KENDİNİ TANIDIKÇA BARIŞIRSIN
İnsanın kendisiyle barışık olması son yıllarda en sık duyduğumuz klişe cümlelerden biri hâline geldi. Oysa gündelik yaşantı bunun aksini söylüyor. Şiddetin toplumda her geçen gün artması, kimsenin kimseye tahammülünün kalmaması ve insanların, bir olay olsa da saldırıp içimdeki öfkeyi boşaltsam düşüncesiyle âdeta pusuda beklemesi, en küçük tartışmada öfke dolu sözcüklerin havada uçuşması, kırıcı konuşmalar, bireyler arasında saygının azalması… Bunlar, insanın kendisiyle barış imzalayamadığı için diğer insanlarla ilişkilerinde barışı sağlayamadığını gösteriyor.

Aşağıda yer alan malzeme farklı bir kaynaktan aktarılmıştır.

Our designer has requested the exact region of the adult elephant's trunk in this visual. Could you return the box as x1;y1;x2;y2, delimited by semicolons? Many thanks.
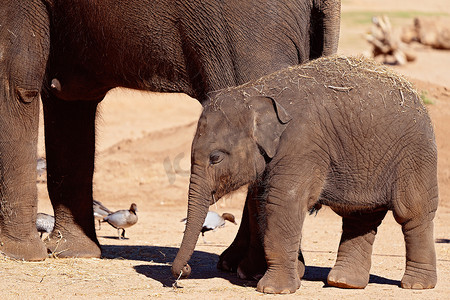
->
172;175;212;278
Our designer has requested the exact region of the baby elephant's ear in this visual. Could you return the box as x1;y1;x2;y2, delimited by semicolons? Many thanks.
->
248;96;292;158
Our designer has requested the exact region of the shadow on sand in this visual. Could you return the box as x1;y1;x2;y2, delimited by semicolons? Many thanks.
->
102;245;400;287
302;266;400;287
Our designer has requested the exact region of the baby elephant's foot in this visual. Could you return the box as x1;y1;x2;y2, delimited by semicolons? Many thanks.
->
256;269;300;294
327;266;370;289
401;262;437;290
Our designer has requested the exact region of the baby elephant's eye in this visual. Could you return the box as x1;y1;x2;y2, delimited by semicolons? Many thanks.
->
209;150;225;165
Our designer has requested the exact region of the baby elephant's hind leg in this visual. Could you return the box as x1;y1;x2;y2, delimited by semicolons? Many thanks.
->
327;211;387;289
396;212;437;289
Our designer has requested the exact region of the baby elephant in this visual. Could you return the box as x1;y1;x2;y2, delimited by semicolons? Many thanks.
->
172;56;438;293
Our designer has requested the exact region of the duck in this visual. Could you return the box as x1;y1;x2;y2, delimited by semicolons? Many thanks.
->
36;213;55;238
103;203;138;240
181;210;237;244
93;200;112;230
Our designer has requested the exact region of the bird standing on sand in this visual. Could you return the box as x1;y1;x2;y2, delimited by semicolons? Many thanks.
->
181;211;237;244
36;213;55;238
103;203;138;240
93;200;112;230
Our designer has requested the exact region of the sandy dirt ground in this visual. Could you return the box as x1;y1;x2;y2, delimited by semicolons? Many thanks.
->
0;0;450;299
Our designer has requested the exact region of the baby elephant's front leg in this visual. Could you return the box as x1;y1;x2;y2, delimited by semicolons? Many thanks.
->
257;173;317;294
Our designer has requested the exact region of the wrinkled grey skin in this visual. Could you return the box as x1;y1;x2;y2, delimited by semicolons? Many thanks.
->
0;0;340;261
172;57;438;293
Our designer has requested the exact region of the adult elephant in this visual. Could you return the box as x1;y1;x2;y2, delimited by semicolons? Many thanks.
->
0;0;340;260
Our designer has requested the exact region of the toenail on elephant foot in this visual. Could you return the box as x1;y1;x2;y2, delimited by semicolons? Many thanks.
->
327;269;369;289
0;233;47;261
401;271;437;290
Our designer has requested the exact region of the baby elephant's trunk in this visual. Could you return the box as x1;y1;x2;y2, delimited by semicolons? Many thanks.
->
172;181;211;278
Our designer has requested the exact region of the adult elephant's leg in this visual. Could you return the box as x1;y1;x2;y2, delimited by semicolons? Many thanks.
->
327;210;387;289
0;90;47;261
42;92;101;257
0;1;49;261
217;187;254;272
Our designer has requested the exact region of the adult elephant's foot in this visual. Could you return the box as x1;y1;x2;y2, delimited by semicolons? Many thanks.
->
237;253;305;280
44;229;101;258
217;243;248;272
401;261;437;290
256;268;300;294
0;233;47;261
327;263;370;289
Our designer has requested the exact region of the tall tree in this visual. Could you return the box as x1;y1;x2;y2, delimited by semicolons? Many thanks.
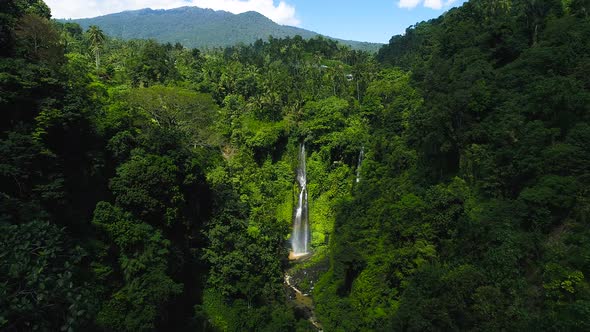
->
86;25;105;70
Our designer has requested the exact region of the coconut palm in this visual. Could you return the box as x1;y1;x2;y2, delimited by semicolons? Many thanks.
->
86;25;105;70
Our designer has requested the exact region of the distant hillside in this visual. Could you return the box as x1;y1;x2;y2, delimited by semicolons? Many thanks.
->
62;7;382;52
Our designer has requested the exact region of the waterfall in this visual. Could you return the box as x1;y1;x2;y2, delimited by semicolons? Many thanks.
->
291;143;311;255
356;146;365;183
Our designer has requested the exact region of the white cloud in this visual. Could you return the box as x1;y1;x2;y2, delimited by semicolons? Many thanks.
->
397;0;457;10
45;0;301;26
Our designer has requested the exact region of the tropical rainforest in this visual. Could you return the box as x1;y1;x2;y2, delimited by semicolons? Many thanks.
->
0;0;590;331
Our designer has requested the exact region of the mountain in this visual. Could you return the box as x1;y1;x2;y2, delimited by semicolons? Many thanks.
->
62;7;382;52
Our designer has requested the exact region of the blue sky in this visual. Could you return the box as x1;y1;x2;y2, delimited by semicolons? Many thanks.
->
45;0;466;43
292;0;465;43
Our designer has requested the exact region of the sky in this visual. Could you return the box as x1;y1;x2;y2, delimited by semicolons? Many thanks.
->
45;0;466;43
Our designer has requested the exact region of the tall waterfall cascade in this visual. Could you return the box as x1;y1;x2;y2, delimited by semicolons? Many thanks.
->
356;146;365;183
291;143;311;256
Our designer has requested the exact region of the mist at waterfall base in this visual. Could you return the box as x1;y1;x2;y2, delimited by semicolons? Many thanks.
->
291;144;311;257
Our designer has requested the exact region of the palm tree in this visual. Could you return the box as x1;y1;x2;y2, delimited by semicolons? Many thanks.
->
86;25;105;70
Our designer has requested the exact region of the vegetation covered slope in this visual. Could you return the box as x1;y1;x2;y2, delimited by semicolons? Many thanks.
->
64;7;382;52
0;0;590;331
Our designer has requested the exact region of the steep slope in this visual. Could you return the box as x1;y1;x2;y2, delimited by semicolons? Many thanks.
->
62;7;381;52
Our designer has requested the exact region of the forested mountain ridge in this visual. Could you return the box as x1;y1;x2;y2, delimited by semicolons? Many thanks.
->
0;0;590;331
63;7;382;52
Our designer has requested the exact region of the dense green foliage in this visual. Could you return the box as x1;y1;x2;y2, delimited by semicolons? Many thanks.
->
62;7;382;52
0;0;590;331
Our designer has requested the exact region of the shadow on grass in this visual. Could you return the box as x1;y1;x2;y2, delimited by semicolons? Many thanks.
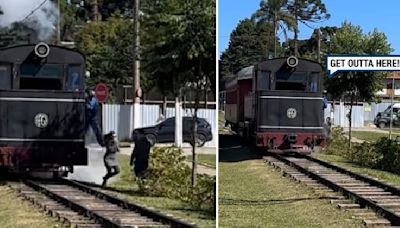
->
218;197;339;206
219;135;262;162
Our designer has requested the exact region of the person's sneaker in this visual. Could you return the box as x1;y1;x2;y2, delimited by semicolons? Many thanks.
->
101;178;107;188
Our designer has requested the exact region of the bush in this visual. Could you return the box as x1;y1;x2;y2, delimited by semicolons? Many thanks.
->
137;147;215;211
346;142;382;168
374;137;400;174
325;127;400;174
325;127;348;155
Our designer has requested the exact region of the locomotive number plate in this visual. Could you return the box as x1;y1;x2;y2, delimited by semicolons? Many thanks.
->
286;108;297;119
34;113;49;128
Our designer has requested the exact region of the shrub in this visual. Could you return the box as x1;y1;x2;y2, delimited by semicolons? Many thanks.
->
374;137;400;174
325;127;348;155
137;147;215;213
346;142;382;168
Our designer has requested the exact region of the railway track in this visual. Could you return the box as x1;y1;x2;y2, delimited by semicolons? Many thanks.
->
9;179;195;228
263;155;400;226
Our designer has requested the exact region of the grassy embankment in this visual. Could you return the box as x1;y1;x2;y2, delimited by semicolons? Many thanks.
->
218;113;363;227
187;154;216;169
104;155;215;227
0;186;62;228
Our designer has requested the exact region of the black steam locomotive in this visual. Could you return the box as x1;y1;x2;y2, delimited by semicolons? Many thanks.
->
0;43;87;175
225;57;325;153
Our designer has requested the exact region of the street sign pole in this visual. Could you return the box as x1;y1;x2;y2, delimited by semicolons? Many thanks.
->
133;0;142;129
389;75;395;139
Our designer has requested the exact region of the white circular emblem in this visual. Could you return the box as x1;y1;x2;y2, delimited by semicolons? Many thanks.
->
35;113;49;128
286;108;297;119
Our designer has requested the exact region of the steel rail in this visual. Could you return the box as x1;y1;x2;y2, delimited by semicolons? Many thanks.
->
273;154;400;226
62;178;196;228
22;179;121;227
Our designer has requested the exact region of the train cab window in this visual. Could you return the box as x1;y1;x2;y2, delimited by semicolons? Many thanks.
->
257;71;271;90
275;70;307;91
19;63;64;90
0;65;11;90
66;65;82;91
308;72;319;92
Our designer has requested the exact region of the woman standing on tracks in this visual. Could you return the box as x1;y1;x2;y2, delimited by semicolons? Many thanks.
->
102;131;119;187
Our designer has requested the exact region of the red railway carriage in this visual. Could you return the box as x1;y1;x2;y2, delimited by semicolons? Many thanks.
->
225;57;325;153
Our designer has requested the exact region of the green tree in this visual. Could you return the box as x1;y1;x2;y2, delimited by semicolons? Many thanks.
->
326;22;392;149
253;0;294;57
219;19;274;82
75;18;152;97
286;0;330;56
142;0;216;186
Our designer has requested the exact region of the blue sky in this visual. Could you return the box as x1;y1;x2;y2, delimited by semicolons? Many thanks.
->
218;0;400;55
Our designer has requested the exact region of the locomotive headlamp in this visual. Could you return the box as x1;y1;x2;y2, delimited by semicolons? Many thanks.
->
286;56;299;67
35;42;50;58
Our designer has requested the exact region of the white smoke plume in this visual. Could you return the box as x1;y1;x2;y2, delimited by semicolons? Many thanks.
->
0;0;58;41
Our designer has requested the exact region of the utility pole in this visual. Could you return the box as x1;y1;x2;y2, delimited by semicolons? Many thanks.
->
133;0;142;129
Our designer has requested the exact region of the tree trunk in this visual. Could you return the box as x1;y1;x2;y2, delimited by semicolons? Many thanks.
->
347;95;354;151
175;92;182;148
192;85;201;187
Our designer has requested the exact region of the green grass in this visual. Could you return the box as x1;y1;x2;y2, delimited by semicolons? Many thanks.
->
346;131;400;142
218;138;363;227
187;154;217;168
218;111;231;134
315;153;400;186
0;186;61;228
104;154;215;227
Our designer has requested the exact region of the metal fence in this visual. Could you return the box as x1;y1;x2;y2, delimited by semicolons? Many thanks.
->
102;104;218;147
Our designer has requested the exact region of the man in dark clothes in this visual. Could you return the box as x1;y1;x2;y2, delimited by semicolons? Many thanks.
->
130;130;151;178
102;131;119;187
85;91;104;146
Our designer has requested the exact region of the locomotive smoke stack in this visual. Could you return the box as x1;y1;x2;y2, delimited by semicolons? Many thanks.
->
286;56;299;68
0;0;58;40
34;42;50;58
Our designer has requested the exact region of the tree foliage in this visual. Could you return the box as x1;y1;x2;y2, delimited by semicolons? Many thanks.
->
253;0;294;57
143;0;216;189
76;18;151;95
286;0;330;56
219;19;274;81
142;0;215;97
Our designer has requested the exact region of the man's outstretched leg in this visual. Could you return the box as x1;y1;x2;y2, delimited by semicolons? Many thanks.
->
90;119;104;146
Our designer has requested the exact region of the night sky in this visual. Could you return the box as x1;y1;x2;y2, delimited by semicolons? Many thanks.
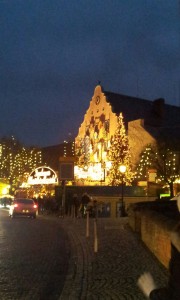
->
0;0;180;146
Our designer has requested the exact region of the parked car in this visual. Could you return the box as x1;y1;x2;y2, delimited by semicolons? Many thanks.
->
9;198;38;219
171;193;180;200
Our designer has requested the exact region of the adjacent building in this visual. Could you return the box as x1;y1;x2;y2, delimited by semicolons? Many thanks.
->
75;85;180;184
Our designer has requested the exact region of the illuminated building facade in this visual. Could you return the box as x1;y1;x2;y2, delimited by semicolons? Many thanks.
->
75;85;180;185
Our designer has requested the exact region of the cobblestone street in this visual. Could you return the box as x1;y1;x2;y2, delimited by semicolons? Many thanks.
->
58;218;167;300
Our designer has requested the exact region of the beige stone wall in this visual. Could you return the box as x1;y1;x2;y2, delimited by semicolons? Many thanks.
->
76;85;117;140
128;119;155;167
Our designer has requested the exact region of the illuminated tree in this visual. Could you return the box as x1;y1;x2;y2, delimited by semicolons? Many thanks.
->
136;140;180;197
0;136;42;191
108;113;134;186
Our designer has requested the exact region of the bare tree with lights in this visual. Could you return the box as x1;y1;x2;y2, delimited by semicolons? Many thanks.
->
0;136;42;192
108;113;134;186
136;140;180;197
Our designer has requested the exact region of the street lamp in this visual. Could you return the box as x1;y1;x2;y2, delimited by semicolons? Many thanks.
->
119;165;126;217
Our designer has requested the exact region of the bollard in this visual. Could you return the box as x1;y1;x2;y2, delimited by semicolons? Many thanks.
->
94;218;98;253
86;210;89;238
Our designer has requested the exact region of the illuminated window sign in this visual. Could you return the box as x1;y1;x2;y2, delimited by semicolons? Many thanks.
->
28;167;58;185
59;162;74;180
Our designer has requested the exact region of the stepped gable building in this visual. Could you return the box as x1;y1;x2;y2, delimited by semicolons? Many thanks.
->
75;85;180;173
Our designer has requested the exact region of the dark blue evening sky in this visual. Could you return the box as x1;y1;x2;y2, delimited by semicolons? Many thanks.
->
0;0;180;146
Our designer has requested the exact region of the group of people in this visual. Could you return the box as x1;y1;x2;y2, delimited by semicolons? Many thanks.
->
137;200;180;300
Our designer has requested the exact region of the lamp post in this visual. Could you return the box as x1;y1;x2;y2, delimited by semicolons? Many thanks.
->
119;165;126;217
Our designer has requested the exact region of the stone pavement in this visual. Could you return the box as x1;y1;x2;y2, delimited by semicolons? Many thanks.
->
57;217;168;300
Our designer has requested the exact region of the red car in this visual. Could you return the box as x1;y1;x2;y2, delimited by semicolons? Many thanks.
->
9;198;38;219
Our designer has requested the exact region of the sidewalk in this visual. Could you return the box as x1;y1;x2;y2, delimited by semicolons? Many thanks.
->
57;217;168;300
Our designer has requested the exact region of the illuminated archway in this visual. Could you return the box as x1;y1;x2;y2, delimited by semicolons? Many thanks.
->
27;166;58;185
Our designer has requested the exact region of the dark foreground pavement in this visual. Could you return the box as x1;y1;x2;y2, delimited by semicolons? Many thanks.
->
53;217;168;300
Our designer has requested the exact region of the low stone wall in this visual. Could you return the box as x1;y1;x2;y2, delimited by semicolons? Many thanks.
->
129;205;177;268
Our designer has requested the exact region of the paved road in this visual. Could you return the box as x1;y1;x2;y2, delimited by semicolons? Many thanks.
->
59;218;167;300
0;210;70;300
0;211;167;300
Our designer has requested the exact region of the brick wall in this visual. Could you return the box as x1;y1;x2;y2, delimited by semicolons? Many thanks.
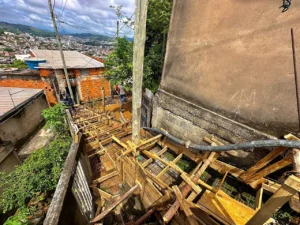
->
89;67;105;76
78;76;111;101
40;69;53;77
0;78;57;105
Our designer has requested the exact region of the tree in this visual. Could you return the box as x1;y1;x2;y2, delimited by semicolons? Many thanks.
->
105;0;172;92
105;37;133;89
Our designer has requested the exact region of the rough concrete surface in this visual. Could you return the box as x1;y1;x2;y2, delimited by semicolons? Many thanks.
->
0;95;48;146
161;0;300;137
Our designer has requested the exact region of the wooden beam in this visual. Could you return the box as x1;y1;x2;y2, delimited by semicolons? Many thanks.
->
132;0;148;145
93;171;118;184
216;170;228;194
91;184;139;223
157;146;168;156
247;155;293;183
141;159;153;168
144;170;172;191
240;147;287;180
181;174;202;194
255;187;264;210
163;152;216;223
246;176;300;225
172;185;198;225
156;166;170;178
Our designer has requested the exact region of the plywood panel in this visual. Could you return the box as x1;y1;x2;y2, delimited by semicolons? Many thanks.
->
198;190;255;225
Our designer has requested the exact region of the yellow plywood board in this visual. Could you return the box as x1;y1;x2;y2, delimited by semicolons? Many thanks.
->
198;190;255;225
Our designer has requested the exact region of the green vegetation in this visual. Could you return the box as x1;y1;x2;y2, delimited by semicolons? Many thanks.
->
105;38;133;89
0;104;72;225
4;207;30;225
0;59;28;69
105;0;172;92
42;104;68;136
0;137;71;213
3;47;13;52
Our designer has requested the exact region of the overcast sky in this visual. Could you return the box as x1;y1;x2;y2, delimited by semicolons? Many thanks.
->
0;0;135;37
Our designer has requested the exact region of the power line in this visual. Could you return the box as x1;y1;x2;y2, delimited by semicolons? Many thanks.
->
114;13;134;37
60;0;68;17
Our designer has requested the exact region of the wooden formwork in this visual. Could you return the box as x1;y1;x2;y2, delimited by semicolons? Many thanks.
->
74;105;300;225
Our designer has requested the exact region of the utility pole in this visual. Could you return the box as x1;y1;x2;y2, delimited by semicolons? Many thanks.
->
132;0;148;144
117;20;119;38
48;0;74;101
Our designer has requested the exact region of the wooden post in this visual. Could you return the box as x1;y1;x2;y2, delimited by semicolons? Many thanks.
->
101;87;105;112
246;176;300;225
48;0;75;102
91;184;139;223
132;0;148;145
117;20;120;38
163;152;216;223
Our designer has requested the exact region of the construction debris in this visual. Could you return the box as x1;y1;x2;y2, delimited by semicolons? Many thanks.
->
73;105;300;225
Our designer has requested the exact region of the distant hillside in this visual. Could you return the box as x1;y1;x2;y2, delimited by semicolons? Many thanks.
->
70;33;114;41
0;22;114;41
0;22;54;37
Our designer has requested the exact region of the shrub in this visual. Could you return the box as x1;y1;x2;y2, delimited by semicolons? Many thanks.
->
0;137;72;213
42;103;68;135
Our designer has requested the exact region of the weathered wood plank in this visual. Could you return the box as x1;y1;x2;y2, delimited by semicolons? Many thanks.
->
93;171;118;184
246;176;300;225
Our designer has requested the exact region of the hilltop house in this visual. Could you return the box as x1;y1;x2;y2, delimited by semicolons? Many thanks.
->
30;49;110;102
0;49;111;105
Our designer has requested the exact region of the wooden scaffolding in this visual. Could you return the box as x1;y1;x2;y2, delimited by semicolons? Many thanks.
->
73;106;300;225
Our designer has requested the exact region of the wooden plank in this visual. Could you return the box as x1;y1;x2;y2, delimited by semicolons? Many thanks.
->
90;185;139;223
217;170;228;193
186;191;198;202
246;176;300;225
141;159;153;168
163;152;218;223
136;134;162;148
172;185;193;216
156;166;170;178
180;174;202;194
198;190;258;225
240;147;288;180
145;170;172;191
255;187;264;210
93;171;118;184
157;146;168;156
247;155;293;186
172;153;183;164
172;185;198;225
97;188;113;201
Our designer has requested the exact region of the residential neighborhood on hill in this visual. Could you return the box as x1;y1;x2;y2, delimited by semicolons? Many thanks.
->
0;22;115;67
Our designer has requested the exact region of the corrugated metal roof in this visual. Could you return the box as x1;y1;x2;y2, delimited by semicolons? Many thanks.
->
30;49;104;69
0;87;43;117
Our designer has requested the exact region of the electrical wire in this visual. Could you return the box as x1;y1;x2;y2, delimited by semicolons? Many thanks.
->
60;0;68;17
143;127;300;152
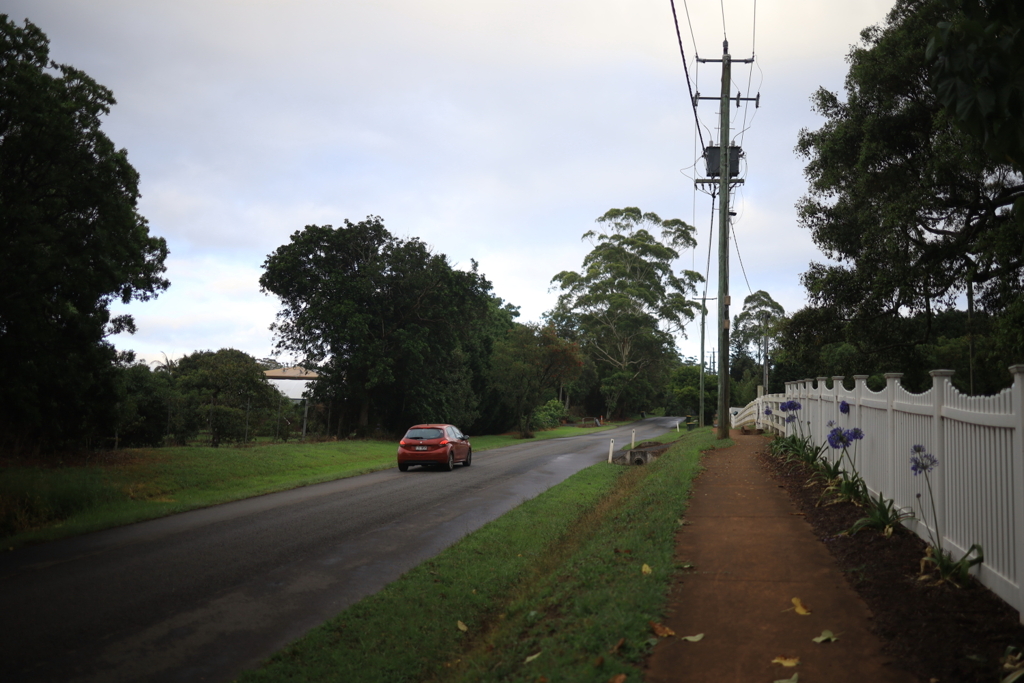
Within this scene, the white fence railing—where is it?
[732,366,1024,623]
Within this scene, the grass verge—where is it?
[0,423,625,550]
[240,429,729,683]
[0,441,395,549]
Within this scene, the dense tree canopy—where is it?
[927,0,1024,170]
[260,216,516,433]
[549,207,701,415]
[0,15,168,449]
[490,324,583,437]
[797,0,1024,371]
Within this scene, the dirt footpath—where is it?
[645,431,916,683]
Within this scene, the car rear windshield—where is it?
[406,429,443,439]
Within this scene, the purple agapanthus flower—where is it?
[910,444,939,476]
[828,427,853,449]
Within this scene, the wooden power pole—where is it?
[694,41,761,439]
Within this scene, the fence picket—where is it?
[733,365,1024,623]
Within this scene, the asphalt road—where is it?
[0,418,677,683]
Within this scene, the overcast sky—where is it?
[8,0,891,368]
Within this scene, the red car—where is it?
[398,425,473,472]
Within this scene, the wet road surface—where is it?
[0,418,677,683]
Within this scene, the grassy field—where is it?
[240,428,729,683]
[0,423,625,549]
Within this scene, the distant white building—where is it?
[263,366,319,398]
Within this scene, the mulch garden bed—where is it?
[760,452,1024,683]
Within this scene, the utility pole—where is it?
[698,297,708,427]
[761,312,768,393]
[694,40,761,439]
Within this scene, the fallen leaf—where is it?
[811,630,839,643]
[793,598,811,616]
[771,655,800,667]
[647,622,676,638]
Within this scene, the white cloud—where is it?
[5,0,890,356]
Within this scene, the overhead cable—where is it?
[669,0,705,150]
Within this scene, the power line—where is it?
[684,0,699,56]
[703,189,715,299]
[669,0,705,150]
[729,210,754,294]
[751,0,758,58]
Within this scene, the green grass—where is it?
[0,441,396,548]
[0,423,623,549]
[240,429,729,683]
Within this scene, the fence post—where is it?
[851,375,868,479]
[929,370,955,543]
[885,373,912,507]
[820,375,843,448]
[1010,366,1024,624]
[807,377,836,443]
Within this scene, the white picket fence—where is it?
[732,366,1024,623]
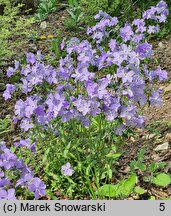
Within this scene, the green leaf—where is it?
[106,153,121,159]
[96,184,118,197]
[117,175,137,197]
[148,196,156,200]
[152,173,171,187]
[96,175,137,198]
[134,186,145,195]
[160,197,171,200]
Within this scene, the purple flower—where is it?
[3,84,15,100]
[120,23,134,42]
[7,67,15,77]
[61,162,74,176]
[135,42,153,59]
[149,90,162,106]
[155,68,168,81]
[0,188,16,200]
[26,53,36,65]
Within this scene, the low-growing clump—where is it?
[0,142,46,200]
[3,1,168,197]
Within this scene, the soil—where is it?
[0,8,171,199]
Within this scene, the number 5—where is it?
[159,203,165,211]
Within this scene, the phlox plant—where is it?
[0,140,46,200]
[3,1,168,197]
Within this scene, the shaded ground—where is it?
[0,8,171,199]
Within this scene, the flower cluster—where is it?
[0,142,46,200]
[4,1,168,134]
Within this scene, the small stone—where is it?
[0,83,6,91]
[154,142,169,151]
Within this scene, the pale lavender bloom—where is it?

Kime sorsanız “Kendimle barışığım.” diyor ama davranışları bu sözünü doğrulamıyor. Yakın zamanda yaşadığım bir örneği anlatayım. Bir arkadaşımla buluşmuş sohbet ediyorduk. Konu insanların son zamanlardaki tahammülsüzlüklerine geldi. “Kendisine katlanamayan başkasına hiç katlanamaz.” diyorduk ki arka masada oturan ve konuşmamıza kulak misafiri olan orta yaşlı bir hanımefendi, bize hak verdiğini söyleyerek sohbetimize katıldı. Dedi ki “Evet, ben bunu bir komşumda gördüm. Başkası ile kavga etmek için hep bir şeyleri bahane ediyor. Azıcık gürültü olsa hemen kapıya gelip hakaret dolu sözler söylüyor. Hoş görüp o anda tatlı sözle söylemek yok. Ama sorsanız hep kendisiyle barışık olduğunu söyler.” Ben de hanımefendiye, komşusunun kolay yolu seçtiğini söyledim. Şaşırdı. “Şaşırmayın.” dedim, “Bu böyledir, insanın kendisindekini görmeden başkasını eleştirmesi en kolay yoldur. Kimse kendisiyle olan kavgasını anlatmaz. Hatta çoğu zaman da kendisiyle kavgasının farkında olmaz.”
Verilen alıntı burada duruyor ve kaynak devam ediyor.